By how much can I expect converting to PDF/A to increase PDF size...and how can I minimize this?

Hello
I am having a serious customer issue with code that we’ve just ported from a different vendor to using Aspose.PDF. Namely, I have a small (55k) form which gets filled in automatically by our software, flattened, and then converted to PDF/A using:
pdfDocument.Convert(new MemoryStream(), PdfFormat.PDF_A_1B, ConvertErrorAction.Delete);

The unflattened filled-in PDF is about 60K; the PDF/A version is about 1.3 MB! I’ve added calls to Document.Optimize() and OptimizeResources() with no benefit.
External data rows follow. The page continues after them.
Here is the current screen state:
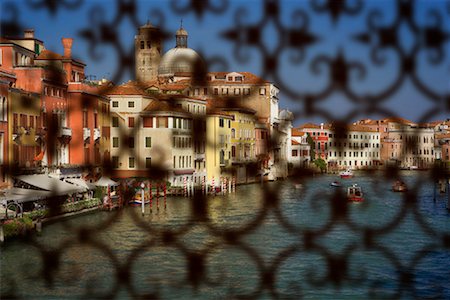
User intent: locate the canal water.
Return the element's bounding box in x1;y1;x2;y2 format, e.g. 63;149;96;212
0;172;450;299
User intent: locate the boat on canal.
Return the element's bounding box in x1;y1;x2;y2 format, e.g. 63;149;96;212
330;181;342;187
392;180;408;192
347;184;364;202
339;169;353;178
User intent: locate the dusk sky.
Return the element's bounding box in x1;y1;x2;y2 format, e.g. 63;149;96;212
0;0;450;125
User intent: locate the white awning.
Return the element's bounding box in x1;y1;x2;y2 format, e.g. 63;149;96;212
64;178;90;190
17;174;85;196
0;187;52;202
94;176;119;186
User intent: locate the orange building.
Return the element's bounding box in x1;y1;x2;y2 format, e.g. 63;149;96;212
0;30;110;175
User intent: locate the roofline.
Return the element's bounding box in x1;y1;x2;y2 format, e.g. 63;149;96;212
0;42;36;55
5;36;44;44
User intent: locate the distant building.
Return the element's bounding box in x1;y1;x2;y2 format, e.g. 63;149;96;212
328;125;381;169
0;30;110;180
289;128;311;168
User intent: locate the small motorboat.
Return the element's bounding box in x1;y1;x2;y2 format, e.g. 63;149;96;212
339;169;353;178
347;184;364;202
392;180;408;192
128;199;150;205
330;181;342;187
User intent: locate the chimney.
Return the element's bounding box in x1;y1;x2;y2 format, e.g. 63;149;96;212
61;38;73;58
23;29;34;39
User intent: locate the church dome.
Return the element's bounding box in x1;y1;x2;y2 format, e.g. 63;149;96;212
158;48;205;76
278;109;294;121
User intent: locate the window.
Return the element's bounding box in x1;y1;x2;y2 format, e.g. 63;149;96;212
128;117;134;128
111;156;119;169
112;117;119;127
143;117;153;128
128;157;134;169
158;117;167;128
128;136;134;149
83;110;89;128
113;137;119;148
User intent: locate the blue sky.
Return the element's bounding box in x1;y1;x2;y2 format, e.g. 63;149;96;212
0;0;450;124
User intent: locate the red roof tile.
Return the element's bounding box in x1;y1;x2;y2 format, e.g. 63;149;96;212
35;49;64;60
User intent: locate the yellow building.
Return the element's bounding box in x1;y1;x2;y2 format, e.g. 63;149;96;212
205;110;233;186
8;88;41;168
224;108;258;183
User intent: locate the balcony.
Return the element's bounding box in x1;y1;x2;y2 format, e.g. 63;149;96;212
194;153;205;161
58;127;72;137
94;128;102;141
83;128;91;143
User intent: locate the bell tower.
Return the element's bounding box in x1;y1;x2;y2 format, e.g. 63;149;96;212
134;21;162;81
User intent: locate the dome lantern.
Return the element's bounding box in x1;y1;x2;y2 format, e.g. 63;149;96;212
175;20;188;48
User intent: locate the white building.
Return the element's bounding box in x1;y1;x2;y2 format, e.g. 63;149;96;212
327;125;380;169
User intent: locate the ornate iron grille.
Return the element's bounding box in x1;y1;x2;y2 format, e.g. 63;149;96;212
1;0;450;299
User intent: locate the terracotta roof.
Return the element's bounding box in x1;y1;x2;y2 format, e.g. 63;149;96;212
347;124;378;132
436;133;450;139
143;99;189;114
381;117;414;125
291;128;305;136
206;71;270;84
296;123;320;130
206;108;233;118
105;82;149;96
159;83;189;91
35;49;64;60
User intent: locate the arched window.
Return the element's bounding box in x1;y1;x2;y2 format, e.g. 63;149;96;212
220;149;225;165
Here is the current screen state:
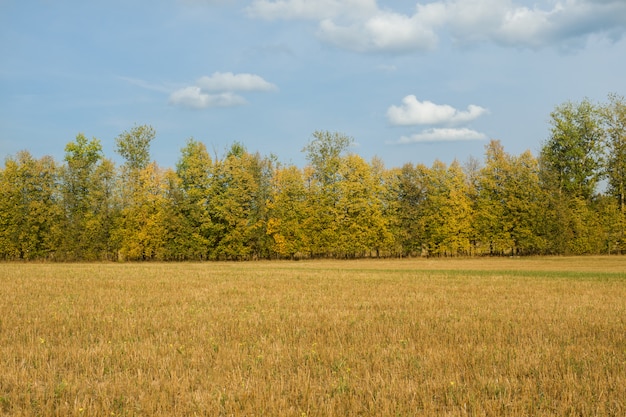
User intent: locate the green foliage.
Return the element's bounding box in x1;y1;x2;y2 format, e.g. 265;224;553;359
0;151;62;260
115;125;156;171
541;100;605;199
0;95;626;260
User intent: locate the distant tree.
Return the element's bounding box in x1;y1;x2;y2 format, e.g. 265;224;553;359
423;161;473;256
476;140;547;254
170;139;214;259
541;99;604;200
0;151;62;260
333;154;390;257
115;125;156;172
59;134;113;260
267;165;312;259
601;94;626;251
114;162;171;261
209;143;266;259
394;163;430;255
303;131;353;256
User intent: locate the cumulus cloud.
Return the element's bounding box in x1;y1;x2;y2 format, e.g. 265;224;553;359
317;12;437;52
246;0;378;20
197;72;276;91
169;72;276;109
246;0;626;53
393;127;487;145
170;86;247;109
387;95;487;126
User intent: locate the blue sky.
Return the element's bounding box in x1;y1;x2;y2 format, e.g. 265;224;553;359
0;0;626;167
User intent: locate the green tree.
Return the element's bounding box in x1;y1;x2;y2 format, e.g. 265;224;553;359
476;140;547;255
390;163;429;255
114;162;171;261
60;134;112;260
303;131;353;256
601;94;626;251
169;139;214;259
267;165;312;259
541;99;604;200
332;154;390;257
115;125;156;172
209;143;270;259
0;151;62;260
423;161;473;256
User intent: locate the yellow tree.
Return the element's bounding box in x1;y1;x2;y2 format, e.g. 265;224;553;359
333;154;391;257
423;161;473;256
116;162;172;260
59;134;115;260
267;165;312;259
303;131;353;256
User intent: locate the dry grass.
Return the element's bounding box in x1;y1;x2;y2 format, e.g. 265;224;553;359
0;257;626;417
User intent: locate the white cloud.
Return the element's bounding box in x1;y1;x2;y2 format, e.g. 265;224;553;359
169;72;277;109
246;0;626;53
196;72;276;91
246;0;378;21
387;95;487;126
392;127;487;145
170;86;246;109
317;12;437;52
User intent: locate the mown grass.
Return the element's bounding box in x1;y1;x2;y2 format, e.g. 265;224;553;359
0;257;626;417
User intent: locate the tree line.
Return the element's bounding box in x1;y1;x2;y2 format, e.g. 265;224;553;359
0;94;626;261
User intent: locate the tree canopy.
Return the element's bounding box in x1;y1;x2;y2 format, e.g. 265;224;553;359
0;94;626;261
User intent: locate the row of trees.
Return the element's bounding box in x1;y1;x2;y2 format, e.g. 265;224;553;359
0;95;626;260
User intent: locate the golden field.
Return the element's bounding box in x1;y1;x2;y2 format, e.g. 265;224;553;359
0;257;626;417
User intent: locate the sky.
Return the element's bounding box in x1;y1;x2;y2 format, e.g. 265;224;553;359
0;0;626;167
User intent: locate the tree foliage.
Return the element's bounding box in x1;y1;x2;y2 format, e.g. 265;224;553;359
0;95;626;261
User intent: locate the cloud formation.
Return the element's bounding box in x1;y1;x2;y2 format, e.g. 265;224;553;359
387;95;487;126
392;127;487;145
246;0;626;53
169;72;277;109
387;95;489;144
197;72;276;91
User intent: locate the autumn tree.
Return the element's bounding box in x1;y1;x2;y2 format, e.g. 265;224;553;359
169;139;214;259
114;125;167;260
601;94;626;251
267;165;313;259
60;134;115;260
423;161;472;256
332;154;390;257
541;99;604;200
209;143;271;259
0;151;62;260
303;131;353;256
393;163;429;255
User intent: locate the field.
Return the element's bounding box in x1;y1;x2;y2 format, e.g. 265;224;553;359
0;257;626;417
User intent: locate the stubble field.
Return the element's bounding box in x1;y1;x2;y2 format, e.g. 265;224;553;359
0;257;626;417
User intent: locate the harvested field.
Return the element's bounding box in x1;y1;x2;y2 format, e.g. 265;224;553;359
0;257;626;417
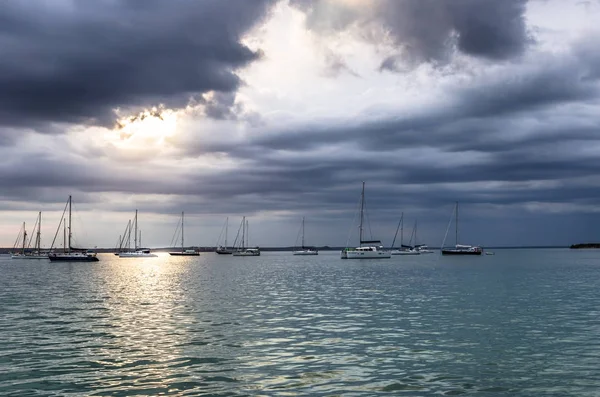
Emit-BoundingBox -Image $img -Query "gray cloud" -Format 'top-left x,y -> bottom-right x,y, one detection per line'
291,0 -> 532,65
0,0 -> 275,125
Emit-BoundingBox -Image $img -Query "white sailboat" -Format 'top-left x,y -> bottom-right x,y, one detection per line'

I saw in the forum (.e.,g Creating huge memory issues while converting PDF to PDF/A - #4 by codewarior ) that it is possible that this is due to the PDF/A-1b requirements…

  1. Is that (still) correct?
  2. Is there any way to minimize the negative effects of PDF/A?
  3. Is the increase I am seeing normal and to be expected?

Thanks in advance!
Larry

@larry.weisberg

Thanks for contacting the support.

The information in the referred thread was shared on the basis of PDF specifications and is still correct.

We are afraid that it would not be in favor of PDF/A compliance. If somehow you manage to reduce the negative effects (in your case), the resultant PDF would not pass the compliance test.

As per the PDF specifications, the behavior is normal and expected. We will further try to investigate the scenario once again for you if you can please share the sample files with us.

RFNTemplate.pdf (51.2 KB)
TestRFN.pdf (1.3 MB)

Hi - I’ve attached 2 files. One is used as a form where we fill in fields, and the other is the final pdf after applying PDF/A. Without posting all my source code :-), in overall terms, after I’ve filled in the fields I do the following…(Because of the way to high-level code is organized, my function to convert to PDF/A might be called more than once on a given document, since this is the method used to get the pdf in byte[] form… but I can’t imagine that is the issue here :slight_smile: )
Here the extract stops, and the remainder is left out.